Но вот старуха, сделав своё дело, ушла, и пан Станислав, вернувшись в комнату, где лежал Война, жадно припал к тёплой стене.
- О, - глядя на это, полным раскаяния голосом выдохнул Якуб, - пан Жыкович, вы, как видно ждали в гостиной? Что ж вы…, ай-ай-ай, - Война, с трудом вставая с постели, недовольно закивал головой, - это мне бы об этом подумать, тоже мне хозяин…
- Не переживайте, пан Война, - дрожа всем своим большим телом, успокаивал его Жыкович, - мне с моим запасом жира такой холод не страшен. Только, если ваш истопник так работает, боюсь, что и вы, и пан Свод окончательно подорвёте своё здоровье…
- Свод! - вдруг вскрикнул Война и стремглав бросился прочь из комнаты. Староста, сопровождая его взглядом, только поближе перебрался к открытому огню, да с удивлением посмотрел на этот необычный припадок гостеприимства молодого хозяина.
Якуб одним махом промчался по тёмному пустому коридору к спальне англичанина. Сильный бражный запах встретил молодого Войну ещё шагов за десять от проёма неплотно закрытой двери. Якуб тихо подкрался и стал слушать. Здесь, на сквозняке запах браги стоял такой, что казалось, будто у самого порога разлили, по меньшей мере, бутыль вина.
Кто-то шуршал и сопел в невидимых стараниях у самой двери. Якуб подождал. Голосов из приоткрытой сворки слышно не было. Неудержимое желание уличить Свода в чудовищной лжи вынудило Войну идти до конца. Он властным жестом распахнул незапертую дверь.
К своему неудовольствию Якуб не увидел перед собой ничего компрометирующего англичанина. Посреди комнаты стоял взмокший от работы Казик и держал в руках большую мокрую тряпку.
Вокруг него царил страшный беспорядок, валялись какие-то вещи Ричи. Свежевымытый пол блестел от влаги и просто "благоухал" винными ароматами. У кровати Свода, спящего широко раскинувшись на всю ширь постели и наполнявшего пространство вокруг себя глухим, здоровым храпом, стоял деревянный ушат и два ведра.
Казик подошёл к одному из них и положил туда тряпку:
- Пан Война, - полушёпотом произнёс он, - во, мыю...
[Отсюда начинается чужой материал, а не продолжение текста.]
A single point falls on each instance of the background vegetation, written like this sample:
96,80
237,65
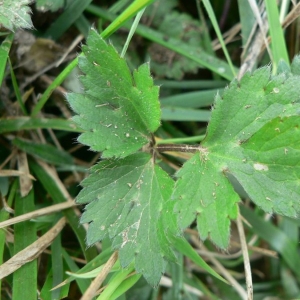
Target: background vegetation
195,49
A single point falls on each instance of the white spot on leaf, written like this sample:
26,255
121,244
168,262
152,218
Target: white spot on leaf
260,167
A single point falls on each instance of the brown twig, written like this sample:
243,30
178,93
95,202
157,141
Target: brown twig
96,283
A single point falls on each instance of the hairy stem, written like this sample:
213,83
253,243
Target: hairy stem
177,148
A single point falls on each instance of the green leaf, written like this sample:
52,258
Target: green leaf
118,110
15,14
129,203
52,5
254,135
271,174
203,192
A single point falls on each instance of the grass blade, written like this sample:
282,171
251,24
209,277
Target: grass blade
67,18
278,45
25,278
214,22
4,50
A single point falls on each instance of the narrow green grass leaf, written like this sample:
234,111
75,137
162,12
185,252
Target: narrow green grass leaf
56,194
25,278
191,84
127,14
28,123
278,44
66,19
4,215
276,238
185,114
46,152
214,22
57,266
195,53
247,20
4,51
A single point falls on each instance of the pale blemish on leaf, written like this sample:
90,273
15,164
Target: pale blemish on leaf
260,167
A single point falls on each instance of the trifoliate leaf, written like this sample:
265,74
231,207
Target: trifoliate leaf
129,202
15,14
203,192
117,110
254,136
271,173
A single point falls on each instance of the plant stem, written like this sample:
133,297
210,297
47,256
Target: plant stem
197,138
178,148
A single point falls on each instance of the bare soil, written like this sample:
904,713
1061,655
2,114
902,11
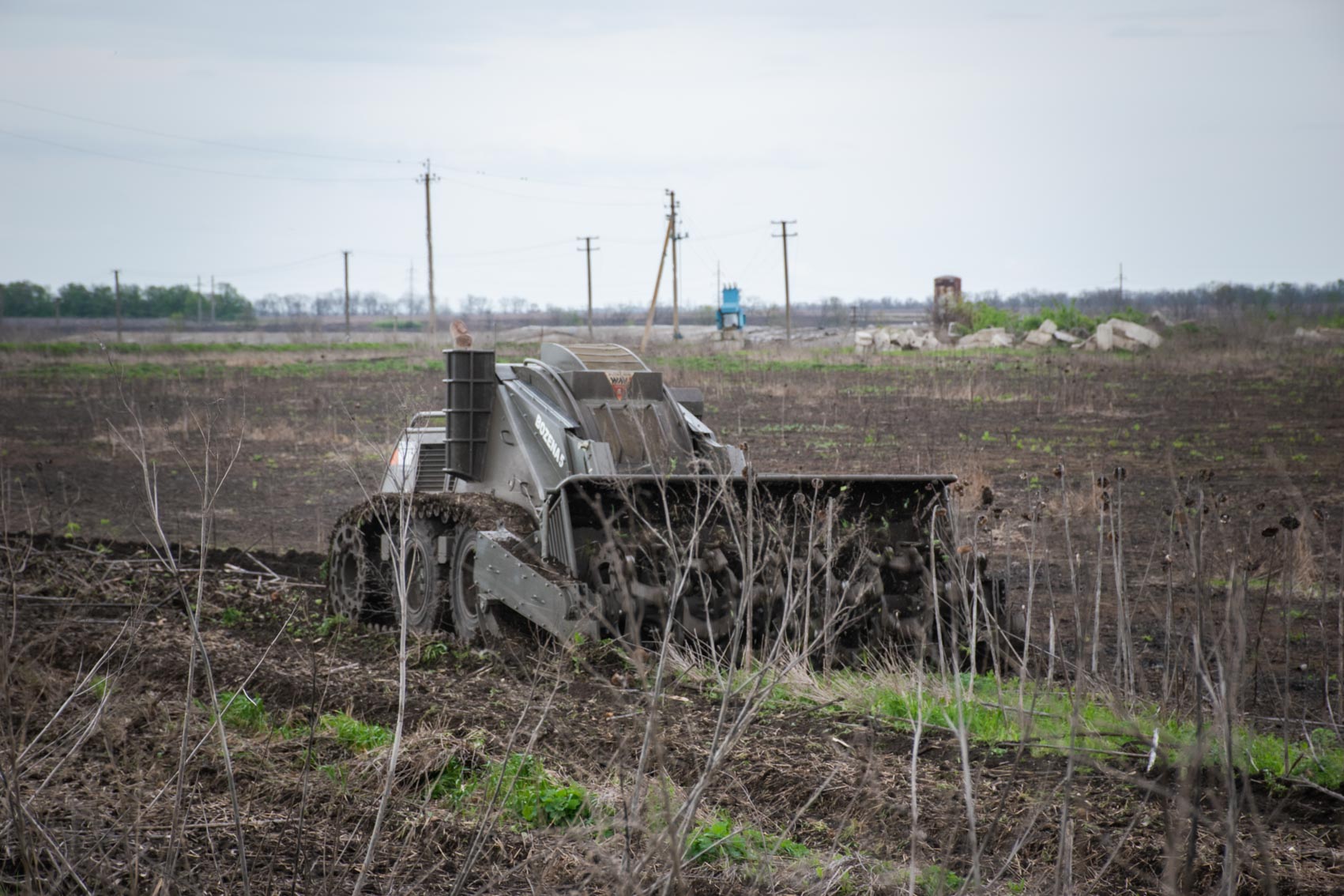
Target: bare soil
1218,445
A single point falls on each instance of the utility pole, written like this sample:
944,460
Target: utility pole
116,280
676,238
427,178
653,303
588,250
788,311
346,253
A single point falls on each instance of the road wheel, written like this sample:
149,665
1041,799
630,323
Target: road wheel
471,621
424,582
347,573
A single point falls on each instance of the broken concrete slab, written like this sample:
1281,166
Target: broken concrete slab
1041,337
1136,332
988,337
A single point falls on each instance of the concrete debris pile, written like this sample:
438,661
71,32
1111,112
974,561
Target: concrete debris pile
988,337
1120,335
894,339
1048,333
1320,335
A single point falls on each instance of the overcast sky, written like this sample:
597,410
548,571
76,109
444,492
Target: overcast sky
1015,144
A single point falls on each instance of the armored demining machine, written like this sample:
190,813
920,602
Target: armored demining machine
579,495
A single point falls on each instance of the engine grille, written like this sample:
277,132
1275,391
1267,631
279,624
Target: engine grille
429,469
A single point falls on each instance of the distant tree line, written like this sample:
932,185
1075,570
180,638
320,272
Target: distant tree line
183,303
26,299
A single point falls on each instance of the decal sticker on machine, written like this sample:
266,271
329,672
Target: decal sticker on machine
552,445
620,383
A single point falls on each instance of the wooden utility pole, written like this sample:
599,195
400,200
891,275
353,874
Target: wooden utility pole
427,178
116,280
346,253
653,303
788,311
588,250
676,238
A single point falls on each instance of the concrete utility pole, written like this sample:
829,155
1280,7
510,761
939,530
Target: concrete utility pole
653,303
427,178
788,311
346,253
588,250
676,238
116,280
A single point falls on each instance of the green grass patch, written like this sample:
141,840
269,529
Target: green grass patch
1043,723
521,788
243,712
355,734
722,841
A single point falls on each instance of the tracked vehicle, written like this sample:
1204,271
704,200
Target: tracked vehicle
578,493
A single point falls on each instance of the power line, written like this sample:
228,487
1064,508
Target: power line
427,178
788,311
588,251
544,199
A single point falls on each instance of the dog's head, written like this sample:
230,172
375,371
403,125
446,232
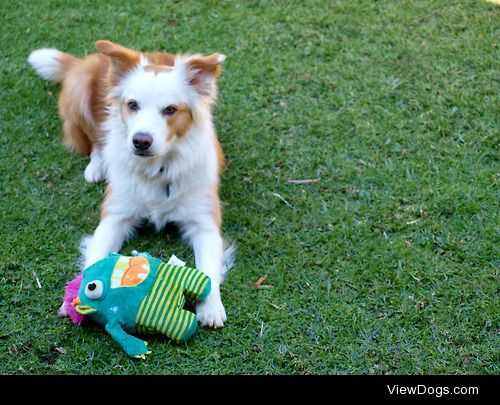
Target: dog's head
160,96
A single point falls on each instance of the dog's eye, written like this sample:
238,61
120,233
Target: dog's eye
133,105
170,110
94,289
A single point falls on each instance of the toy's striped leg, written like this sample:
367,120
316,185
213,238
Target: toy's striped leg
180,325
196,284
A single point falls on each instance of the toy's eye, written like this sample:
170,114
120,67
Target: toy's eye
94,289
170,110
133,105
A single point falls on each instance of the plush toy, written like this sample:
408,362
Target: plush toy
129,294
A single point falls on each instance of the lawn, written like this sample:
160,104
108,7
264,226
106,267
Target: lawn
386,263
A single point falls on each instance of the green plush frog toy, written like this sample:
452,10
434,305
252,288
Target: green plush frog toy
129,294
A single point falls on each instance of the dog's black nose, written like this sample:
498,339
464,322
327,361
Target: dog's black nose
142,141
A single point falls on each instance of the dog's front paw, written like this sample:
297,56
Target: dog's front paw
211,313
94,172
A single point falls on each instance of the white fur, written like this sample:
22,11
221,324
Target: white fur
188,164
95,170
46,62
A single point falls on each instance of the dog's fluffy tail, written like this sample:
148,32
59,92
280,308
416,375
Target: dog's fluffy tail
51,64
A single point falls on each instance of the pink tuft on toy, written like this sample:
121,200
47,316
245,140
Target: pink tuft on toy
72,288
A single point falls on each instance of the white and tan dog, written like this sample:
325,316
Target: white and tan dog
145,119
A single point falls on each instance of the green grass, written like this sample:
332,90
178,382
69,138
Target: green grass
388,264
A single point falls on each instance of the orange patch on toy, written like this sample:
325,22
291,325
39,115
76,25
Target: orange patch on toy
137,271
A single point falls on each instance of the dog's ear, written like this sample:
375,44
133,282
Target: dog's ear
123,59
202,72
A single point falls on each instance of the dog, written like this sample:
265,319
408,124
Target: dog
145,120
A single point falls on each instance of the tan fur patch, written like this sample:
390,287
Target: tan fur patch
122,60
82,102
180,122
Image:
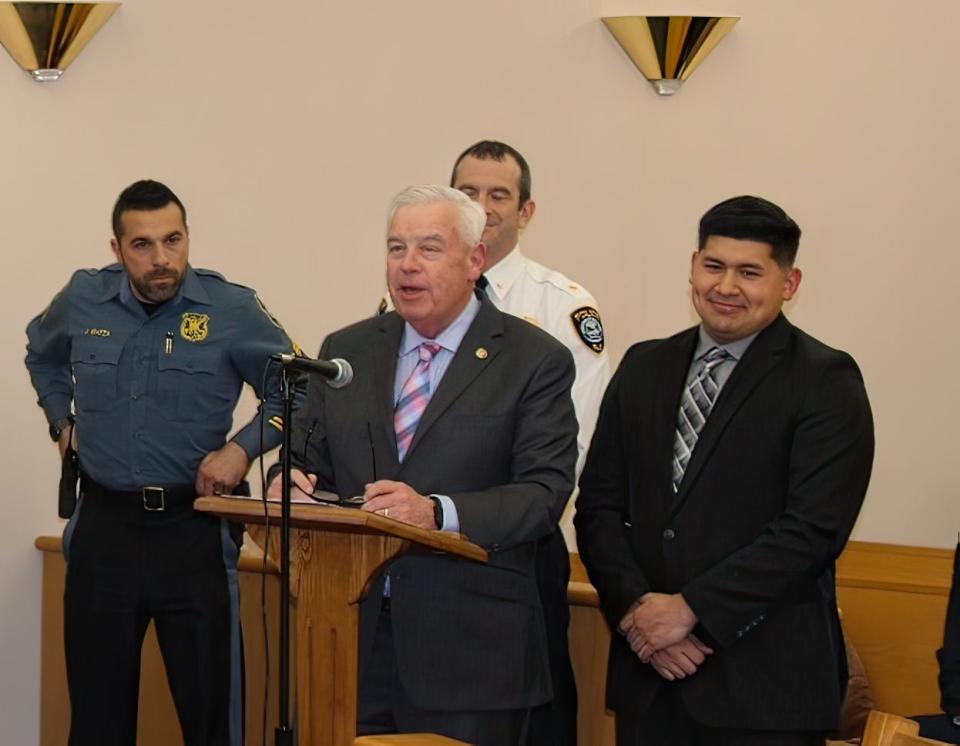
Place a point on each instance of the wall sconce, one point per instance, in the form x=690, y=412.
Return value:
x=667, y=49
x=45, y=37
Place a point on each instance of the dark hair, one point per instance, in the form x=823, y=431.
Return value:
x=144, y=195
x=497, y=151
x=753, y=219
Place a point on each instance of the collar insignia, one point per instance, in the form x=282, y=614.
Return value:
x=195, y=327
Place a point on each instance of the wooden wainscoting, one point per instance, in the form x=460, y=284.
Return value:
x=158, y=725
x=893, y=600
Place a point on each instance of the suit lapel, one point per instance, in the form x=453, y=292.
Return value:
x=486, y=333
x=759, y=359
x=385, y=348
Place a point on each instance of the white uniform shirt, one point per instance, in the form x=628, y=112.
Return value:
x=521, y=287
x=566, y=310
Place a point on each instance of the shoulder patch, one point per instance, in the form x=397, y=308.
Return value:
x=212, y=273
x=266, y=312
x=586, y=320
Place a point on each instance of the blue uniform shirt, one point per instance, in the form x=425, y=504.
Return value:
x=155, y=394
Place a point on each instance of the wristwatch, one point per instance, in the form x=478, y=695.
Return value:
x=437, y=511
x=57, y=428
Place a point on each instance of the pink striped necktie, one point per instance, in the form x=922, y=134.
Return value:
x=413, y=400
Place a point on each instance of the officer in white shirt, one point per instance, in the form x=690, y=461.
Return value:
x=497, y=177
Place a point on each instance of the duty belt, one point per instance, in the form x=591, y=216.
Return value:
x=153, y=498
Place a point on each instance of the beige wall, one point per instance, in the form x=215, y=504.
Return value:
x=287, y=126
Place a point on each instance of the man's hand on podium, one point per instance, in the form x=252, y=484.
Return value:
x=401, y=502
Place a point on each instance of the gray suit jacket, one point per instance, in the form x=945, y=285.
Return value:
x=498, y=437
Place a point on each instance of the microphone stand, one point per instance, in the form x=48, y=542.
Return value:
x=285, y=733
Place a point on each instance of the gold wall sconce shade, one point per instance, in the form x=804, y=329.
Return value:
x=45, y=37
x=667, y=49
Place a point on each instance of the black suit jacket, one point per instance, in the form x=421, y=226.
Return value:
x=499, y=438
x=767, y=502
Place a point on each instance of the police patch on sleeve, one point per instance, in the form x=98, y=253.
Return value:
x=586, y=320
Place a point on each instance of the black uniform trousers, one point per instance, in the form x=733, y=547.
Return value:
x=667, y=723
x=126, y=566
x=554, y=723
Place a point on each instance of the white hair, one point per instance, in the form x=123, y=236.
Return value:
x=473, y=218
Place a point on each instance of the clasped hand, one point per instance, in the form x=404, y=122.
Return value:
x=659, y=629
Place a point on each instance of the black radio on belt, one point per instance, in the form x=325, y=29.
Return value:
x=69, y=476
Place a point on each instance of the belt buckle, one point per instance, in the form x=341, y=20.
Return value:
x=154, y=499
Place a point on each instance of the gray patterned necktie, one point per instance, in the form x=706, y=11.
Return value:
x=695, y=405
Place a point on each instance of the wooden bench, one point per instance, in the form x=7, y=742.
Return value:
x=407, y=739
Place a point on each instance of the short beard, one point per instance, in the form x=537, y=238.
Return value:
x=157, y=295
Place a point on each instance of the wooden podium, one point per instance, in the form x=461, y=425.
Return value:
x=335, y=554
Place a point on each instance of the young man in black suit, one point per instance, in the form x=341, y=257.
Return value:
x=727, y=470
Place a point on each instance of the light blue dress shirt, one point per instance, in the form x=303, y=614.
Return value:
x=408, y=357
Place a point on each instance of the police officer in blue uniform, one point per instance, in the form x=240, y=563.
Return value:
x=138, y=366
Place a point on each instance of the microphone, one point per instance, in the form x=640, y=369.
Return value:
x=338, y=371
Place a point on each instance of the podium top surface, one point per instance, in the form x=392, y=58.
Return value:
x=335, y=518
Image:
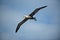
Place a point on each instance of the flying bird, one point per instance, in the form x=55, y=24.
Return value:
x=30, y=16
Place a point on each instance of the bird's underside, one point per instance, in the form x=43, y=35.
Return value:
x=30, y=16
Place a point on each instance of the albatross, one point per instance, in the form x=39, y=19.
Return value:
x=27, y=17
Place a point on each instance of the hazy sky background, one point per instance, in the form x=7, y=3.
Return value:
x=45, y=28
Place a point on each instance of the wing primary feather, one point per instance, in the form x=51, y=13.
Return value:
x=19, y=24
x=36, y=10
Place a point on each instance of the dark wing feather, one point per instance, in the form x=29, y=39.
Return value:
x=36, y=10
x=19, y=24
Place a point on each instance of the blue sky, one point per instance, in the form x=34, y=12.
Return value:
x=45, y=28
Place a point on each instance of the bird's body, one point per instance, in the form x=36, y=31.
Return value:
x=30, y=16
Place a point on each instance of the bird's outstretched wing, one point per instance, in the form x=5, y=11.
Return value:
x=19, y=24
x=36, y=10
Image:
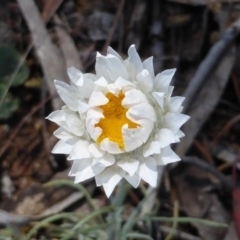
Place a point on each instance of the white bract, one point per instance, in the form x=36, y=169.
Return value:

- Мыеш? - с нескрываемым подозрением переспросил Якуб. - Чего это, на ночь глядя?
Казик ничуть не смутившись панской подозрительностью, окинул взглядом комнату англичанина.
- Пан Свод удзень добра налыкаўся. Адразу спаў, а потым яго пачало моцна муціць. Ён, мо, ўжо разоў пяць ўставаў. З яго глоткi ляціць жывое віно. Увесь абгадзіўся. Я яго вопратку аднёс, каб жанкі папралі, вось зараз пасля яго падлогу мыю[88]...
Казик вытащил из ведра мокрую тряпку и для достоверности, будто пан до этого её не видел, продемонстрировал хозяину своё нехитрое орудие труда.
Едва Война бросил взгляд на тонкую струю воды, стекающую на пол с тряпки, перед его глазами всплыло изображение мокрой хламиды Юрасика, а в нос снова ударил запах трупного перепревшего тряпья.